How to determine the Vitamin D3 level
You can measure your vitamin D levels by using a blood test to determine if you have enough vitamin D in your body. In fact, not the active form of vitamin D is measured, but the concentration of 25(OH)D (25-hydroxyvitamin D) in the blood.
The 25 (OH)D value is a precursor of vitamin D, in which form is is transported in the blood. If necessary, this form is converted into the active form of vitamin D (calcitriol).
The 25 (OH)D value shows how much vitamin D you got through nutrition or produced during sun exposure. But this value does not tell you anything about your vitamin D levels throughout the year, which will vary depending on the sun exposure and vitamin D uptake from food.
The half-life of 25(OH) Vitamin D is 2 month. This means, that the vitamin D level will fall to half of its value, provided that you no longer get any vitamin D at all.
What does the 25(OH)D value mean?
Nobody can say what´s the optimal 25(OH)D value.
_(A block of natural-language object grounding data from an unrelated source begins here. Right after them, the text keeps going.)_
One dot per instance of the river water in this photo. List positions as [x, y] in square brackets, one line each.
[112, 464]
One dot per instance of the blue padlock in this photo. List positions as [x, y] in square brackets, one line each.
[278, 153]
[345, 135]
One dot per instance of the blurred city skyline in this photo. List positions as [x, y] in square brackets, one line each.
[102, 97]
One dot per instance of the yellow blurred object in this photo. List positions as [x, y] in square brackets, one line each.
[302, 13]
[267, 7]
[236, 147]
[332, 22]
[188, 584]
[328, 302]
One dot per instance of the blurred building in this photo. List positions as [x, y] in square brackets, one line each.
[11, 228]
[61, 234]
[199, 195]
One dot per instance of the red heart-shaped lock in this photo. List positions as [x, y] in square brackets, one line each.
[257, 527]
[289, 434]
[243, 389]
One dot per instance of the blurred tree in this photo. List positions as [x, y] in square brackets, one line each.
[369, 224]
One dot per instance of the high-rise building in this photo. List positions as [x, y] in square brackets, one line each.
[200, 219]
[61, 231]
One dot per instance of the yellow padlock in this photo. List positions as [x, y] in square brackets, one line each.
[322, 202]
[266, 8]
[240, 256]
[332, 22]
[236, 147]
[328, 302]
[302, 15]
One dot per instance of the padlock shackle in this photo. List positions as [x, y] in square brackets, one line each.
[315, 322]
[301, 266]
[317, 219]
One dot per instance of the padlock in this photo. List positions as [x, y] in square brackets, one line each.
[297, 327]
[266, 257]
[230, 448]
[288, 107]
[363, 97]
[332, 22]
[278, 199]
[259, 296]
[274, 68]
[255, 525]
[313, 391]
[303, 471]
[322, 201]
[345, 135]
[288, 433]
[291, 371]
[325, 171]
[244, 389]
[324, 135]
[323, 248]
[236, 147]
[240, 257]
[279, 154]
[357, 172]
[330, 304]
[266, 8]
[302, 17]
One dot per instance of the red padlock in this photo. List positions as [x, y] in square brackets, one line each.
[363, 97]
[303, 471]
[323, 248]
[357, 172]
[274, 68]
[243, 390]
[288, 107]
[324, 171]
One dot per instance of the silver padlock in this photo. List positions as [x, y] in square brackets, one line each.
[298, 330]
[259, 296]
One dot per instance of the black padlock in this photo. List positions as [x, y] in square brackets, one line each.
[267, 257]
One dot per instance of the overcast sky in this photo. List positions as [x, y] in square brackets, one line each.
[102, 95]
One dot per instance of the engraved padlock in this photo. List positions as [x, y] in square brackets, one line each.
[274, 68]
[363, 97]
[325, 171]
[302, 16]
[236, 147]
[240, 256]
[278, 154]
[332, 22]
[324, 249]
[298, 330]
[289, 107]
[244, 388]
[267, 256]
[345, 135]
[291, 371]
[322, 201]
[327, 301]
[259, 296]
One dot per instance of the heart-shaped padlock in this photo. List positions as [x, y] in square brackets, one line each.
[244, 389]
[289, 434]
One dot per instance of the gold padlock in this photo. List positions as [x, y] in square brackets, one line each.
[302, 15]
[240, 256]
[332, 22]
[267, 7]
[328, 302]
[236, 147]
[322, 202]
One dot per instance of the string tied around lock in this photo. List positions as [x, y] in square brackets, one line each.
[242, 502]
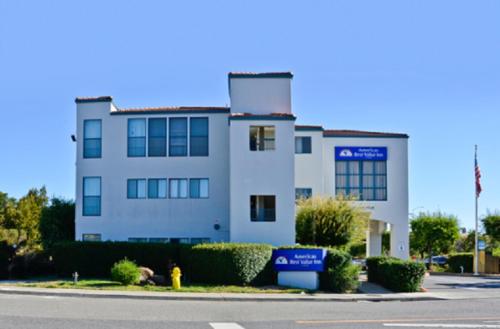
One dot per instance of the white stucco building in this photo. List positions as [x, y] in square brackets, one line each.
[197, 174]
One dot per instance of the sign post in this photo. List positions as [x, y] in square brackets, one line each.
[299, 268]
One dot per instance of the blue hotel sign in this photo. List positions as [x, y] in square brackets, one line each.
[299, 259]
[360, 153]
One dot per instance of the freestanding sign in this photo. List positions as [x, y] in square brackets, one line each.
[360, 153]
[299, 267]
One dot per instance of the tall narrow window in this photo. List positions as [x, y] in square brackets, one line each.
[198, 188]
[262, 138]
[302, 144]
[178, 137]
[263, 208]
[91, 196]
[178, 188]
[157, 188]
[157, 137]
[92, 139]
[365, 180]
[198, 133]
[136, 189]
[136, 137]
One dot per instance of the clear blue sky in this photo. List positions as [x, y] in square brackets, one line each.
[427, 68]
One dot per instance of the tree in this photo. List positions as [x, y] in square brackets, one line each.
[434, 233]
[57, 222]
[492, 226]
[330, 222]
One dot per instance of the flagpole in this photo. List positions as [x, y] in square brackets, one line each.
[476, 249]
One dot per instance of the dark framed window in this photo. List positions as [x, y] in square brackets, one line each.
[157, 137]
[136, 138]
[136, 188]
[303, 145]
[177, 137]
[198, 136]
[92, 139]
[303, 193]
[363, 180]
[262, 138]
[178, 188]
[263, 208]
[157, 188]
[198, 188]
[91, 196]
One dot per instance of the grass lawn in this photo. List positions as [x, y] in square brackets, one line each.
[112, 285]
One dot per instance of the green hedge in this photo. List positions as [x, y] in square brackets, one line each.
[95, 259]
[231, 263]
[395, 274]
[465, 259]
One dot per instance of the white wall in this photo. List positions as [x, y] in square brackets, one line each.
[262, 173]
[122, 218]
[260, 95]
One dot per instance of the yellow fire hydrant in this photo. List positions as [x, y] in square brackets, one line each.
[176, 278]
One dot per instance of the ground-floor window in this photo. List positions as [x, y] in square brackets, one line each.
[263, 208]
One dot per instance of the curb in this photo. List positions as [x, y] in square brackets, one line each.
[47, 292]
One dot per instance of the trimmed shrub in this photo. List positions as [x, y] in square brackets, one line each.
[231, 263]
[94, 259]
[465, 259]
[396, 274]
[125, 272]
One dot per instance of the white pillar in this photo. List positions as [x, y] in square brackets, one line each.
[400, 246]
[374, 238]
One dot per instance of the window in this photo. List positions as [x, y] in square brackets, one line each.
[198, 188]
[364, 180]
[136, 189]
[261, 138]
[136, 138]
[303, 145]
[303, 193]
[91, 196]
[263, 208]
[138, 240]
[94, 237]
[92, 139]
[198, 136]
[157, 188]
[157, 137]
[178, 137]
[178, 188]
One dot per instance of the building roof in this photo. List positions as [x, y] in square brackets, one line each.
[260, 75]
[359, 133]
[93, 99]
[173, 109]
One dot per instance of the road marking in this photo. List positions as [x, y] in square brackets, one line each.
[395, 320]
[440, 325]
[225, 325]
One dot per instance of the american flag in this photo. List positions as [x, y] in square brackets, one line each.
[478, 178]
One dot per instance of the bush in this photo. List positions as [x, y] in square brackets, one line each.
[231, 263]
[465, 259]
[125, 272]
[396, 274]
[94, 259]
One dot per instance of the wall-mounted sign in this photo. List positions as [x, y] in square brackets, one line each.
[360, 153]
[299, 259]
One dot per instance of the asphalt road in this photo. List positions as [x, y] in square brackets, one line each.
[27, 312]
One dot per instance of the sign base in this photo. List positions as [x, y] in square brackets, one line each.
[299, 279]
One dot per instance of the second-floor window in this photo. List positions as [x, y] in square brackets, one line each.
[92, 141]
[157, 137]
[198, 137]
[136, 138]
[262, 138]
[136, 189]
[302, 144]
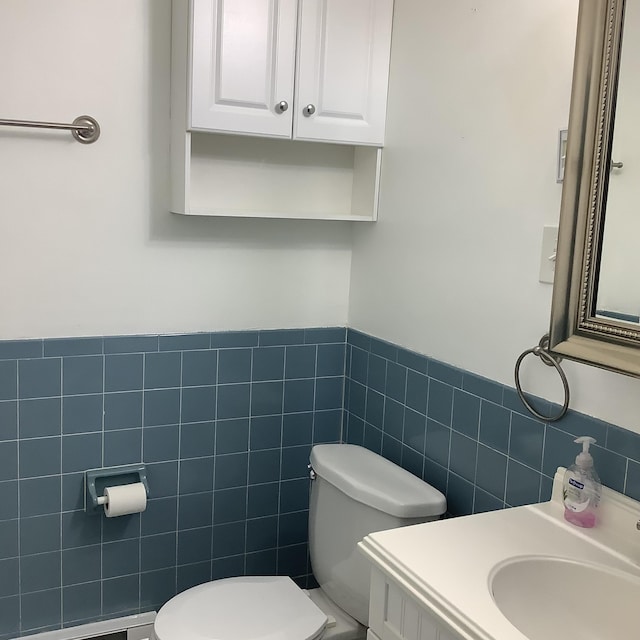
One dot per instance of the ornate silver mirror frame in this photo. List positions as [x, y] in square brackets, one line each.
[576, 332]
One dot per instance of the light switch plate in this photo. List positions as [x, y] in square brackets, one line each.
[548, 254]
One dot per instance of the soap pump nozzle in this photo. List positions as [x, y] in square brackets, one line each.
[584, 458]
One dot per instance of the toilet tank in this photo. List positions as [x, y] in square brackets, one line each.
[356, 492]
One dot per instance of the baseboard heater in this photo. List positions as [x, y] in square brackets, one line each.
[137, 627]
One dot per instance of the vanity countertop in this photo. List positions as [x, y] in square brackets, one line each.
[447, 565]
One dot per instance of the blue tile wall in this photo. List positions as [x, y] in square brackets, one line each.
[224, 422]
[468, 436]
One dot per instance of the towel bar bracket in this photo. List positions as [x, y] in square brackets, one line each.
[84, 129]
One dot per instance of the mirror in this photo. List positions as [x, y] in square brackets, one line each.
[596, 296]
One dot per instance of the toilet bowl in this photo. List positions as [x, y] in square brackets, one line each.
[354, 492]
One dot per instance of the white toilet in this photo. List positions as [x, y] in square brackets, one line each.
[354, 492]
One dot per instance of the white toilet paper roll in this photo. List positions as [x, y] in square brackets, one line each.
[125, 499]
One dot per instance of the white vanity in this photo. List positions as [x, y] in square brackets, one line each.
[517, 574]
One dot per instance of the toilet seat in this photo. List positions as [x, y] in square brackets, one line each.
[245, 608]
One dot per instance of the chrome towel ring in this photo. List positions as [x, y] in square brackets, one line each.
[542, 351]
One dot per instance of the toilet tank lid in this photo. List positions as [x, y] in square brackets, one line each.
[375, 481]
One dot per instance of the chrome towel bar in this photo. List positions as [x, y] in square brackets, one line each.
[84, 129]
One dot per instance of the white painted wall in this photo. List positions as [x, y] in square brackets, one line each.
[478, 91]
[87, 246]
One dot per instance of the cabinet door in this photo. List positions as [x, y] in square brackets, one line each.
[242, 66]
[343, 70]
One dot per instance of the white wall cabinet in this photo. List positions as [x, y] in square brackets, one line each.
[244, 54]
[343, 70]
[396, 615]
[278, 107]
[242, 66]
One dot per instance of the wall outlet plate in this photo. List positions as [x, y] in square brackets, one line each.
[548, 254]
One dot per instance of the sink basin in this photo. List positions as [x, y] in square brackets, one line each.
[546, 597]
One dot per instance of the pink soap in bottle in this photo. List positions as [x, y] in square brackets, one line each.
[582, 488]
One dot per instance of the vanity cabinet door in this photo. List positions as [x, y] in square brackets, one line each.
[242, 66]
[395, 615]
[343, 70]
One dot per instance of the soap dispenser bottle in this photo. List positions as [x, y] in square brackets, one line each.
[582, 488]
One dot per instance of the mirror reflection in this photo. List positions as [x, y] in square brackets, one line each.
[618, 293]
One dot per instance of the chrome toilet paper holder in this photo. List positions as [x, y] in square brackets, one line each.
[96, 480]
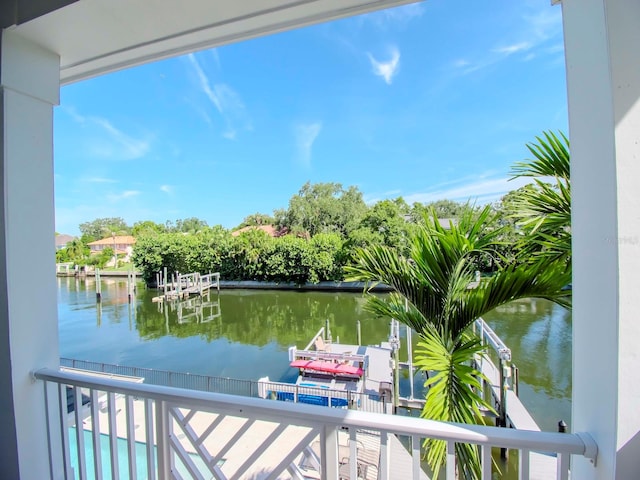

Therefore, the suggestions vary by author. After viewing many different suggestions, we came to the following conclusion:
- under 20 ng/ml - Vitamin D deficiency - there is an increased risk for rickets, osteoporosis, calcium deficiency and other vitamin D deficiency symptoms
- from 21 to 40 ng/ml - insufficient Vitamin D supply - may eventually lead to deficiency symptoms
- from 41 to 60 ng/ml - sufficient to optimal Vitamin D supply - ideal to maintain good health
- from 61 to 80 ng/ml - normal to high Vitamin D supply - this value is still within the normal range
- from 81 to 100 ng/ml - slightly increased value - does not necessarily represent a health risk. These values can normally only be achieved by taking vitamin D supplements
- from 101 to 150 ng/ml - Vitamin D over supply - these values are not yet classified as harmful
- over 151 ng/ml - Vitamin D intoxication - the oral intake of Vitamin D and sun exposure should be discontinued
- over 280 ng/ml - will lead to a disturbance of the calcium metabolism
People in southern countries who get a lot of sun exposure, have often a value of 100 ng/ml or more, but do not show any signs of overdosage. Dark-skinned people usually need a 5 to 10 times longer sun exposure than people with light skin, to produce the same amount of vitamin D in the skin.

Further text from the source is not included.